Psalm: Psalm 25:1-9 (Psalm 25:1-10 NRSV)

Second Reading: 1 Peter 3:18-22

Gospel: Mark 1:9-15

We begin Lent back in the country of baptism. Once again, we hear the story of the baptism of Christ. Didn't we just cover this material a few weeks ago?Indeed we did, and it should remind us of the importance of this sacrament. It gives us a chance to notice what we might not have noticed before.

We see that baptism doesn't protect Jesus from the trials and tribulations that will come.  In fact, he is driven into the wilderness, tempted by Satan, and I assume that the time with the wild beasts was not easy either.  For those of us who think that if we just pray properly, God will give us what we need, we should reread this passage again.  Who is this Spirit driving Jesus into the wilderness?  Is this Job's God making an appearance again?

This Gospel is not one that you would hand to non-believers to convince them that they'll have an easier life as a Christian.  Look at the end of the Gospel lesson: John the Baptist has been arrested. We can't say we haven't been warned about what might happen to us when we do God's work in the world.

But we're not excused from doing it. The Gospel ends with Jesus continuing his mission, preaching the gospel of God.

Lent is at hand. Many people think of Lent as Spring Training Camp (or Boot Camp) for Christians-these images aren't mine, but I've seen so many people use them.  Lent is a great time for us to get serious (again) about our faith journey.
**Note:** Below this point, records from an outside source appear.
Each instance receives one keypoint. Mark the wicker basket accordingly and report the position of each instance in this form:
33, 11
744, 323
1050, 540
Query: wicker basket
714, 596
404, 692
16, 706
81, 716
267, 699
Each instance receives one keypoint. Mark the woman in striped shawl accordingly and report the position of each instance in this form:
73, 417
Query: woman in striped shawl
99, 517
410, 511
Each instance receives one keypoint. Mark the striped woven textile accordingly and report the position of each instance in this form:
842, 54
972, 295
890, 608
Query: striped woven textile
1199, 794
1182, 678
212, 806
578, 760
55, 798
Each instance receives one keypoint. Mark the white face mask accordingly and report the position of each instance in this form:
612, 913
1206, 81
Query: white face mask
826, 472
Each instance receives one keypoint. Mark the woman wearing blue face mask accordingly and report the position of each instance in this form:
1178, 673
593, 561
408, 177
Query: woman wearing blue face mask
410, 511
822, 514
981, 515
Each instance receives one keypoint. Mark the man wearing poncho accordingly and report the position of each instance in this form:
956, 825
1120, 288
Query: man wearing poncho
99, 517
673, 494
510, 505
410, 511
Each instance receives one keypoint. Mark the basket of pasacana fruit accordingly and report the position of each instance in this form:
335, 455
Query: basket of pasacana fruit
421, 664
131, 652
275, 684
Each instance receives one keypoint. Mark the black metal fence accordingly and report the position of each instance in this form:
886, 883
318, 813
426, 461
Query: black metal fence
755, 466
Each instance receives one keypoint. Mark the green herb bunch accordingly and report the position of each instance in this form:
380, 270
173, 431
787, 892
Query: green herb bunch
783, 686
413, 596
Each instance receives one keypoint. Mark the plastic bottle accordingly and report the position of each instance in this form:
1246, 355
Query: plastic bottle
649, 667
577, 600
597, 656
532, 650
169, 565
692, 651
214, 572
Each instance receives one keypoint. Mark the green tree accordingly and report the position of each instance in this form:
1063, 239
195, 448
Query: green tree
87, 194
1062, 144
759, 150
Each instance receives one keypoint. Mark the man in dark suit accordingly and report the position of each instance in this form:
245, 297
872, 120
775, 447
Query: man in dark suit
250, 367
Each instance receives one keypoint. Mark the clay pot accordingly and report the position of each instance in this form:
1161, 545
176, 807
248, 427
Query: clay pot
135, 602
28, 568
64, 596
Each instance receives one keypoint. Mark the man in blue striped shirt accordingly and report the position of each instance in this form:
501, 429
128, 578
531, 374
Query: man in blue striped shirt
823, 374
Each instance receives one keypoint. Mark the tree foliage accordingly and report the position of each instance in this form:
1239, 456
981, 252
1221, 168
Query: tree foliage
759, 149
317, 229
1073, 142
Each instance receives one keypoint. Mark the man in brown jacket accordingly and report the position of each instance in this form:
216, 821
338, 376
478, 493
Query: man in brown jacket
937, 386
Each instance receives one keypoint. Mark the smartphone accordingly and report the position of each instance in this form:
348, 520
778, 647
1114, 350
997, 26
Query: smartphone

Lent is a great time to spend some contemplative time to consider the ways that we're living out our Christian faith and the ways that we could improve. Many people will give up something for Lent, like chocolate or alcohol or meat. Many people will add something, like more Bible reading, more prayer, more devotional reading, more charitable work.

The season of Lent begins by reminding us that we are dust, and all too soon, we'll return to dust. You can call yourself a creature made out of the ruins of stars (true!), but you're dust all the same.  The lessons of Lent reinforce this message.

We're not here for very long, and most of us have already used up at least half the time we have in this life. We just do not have time for most of the self-defeating and self-destructive behaviors in which we engage. Now is the time to take our eyes away from our screens and to focus on something more important. Now is the time to give up our self-loathing and to focus on our God, who is well-pleased with us.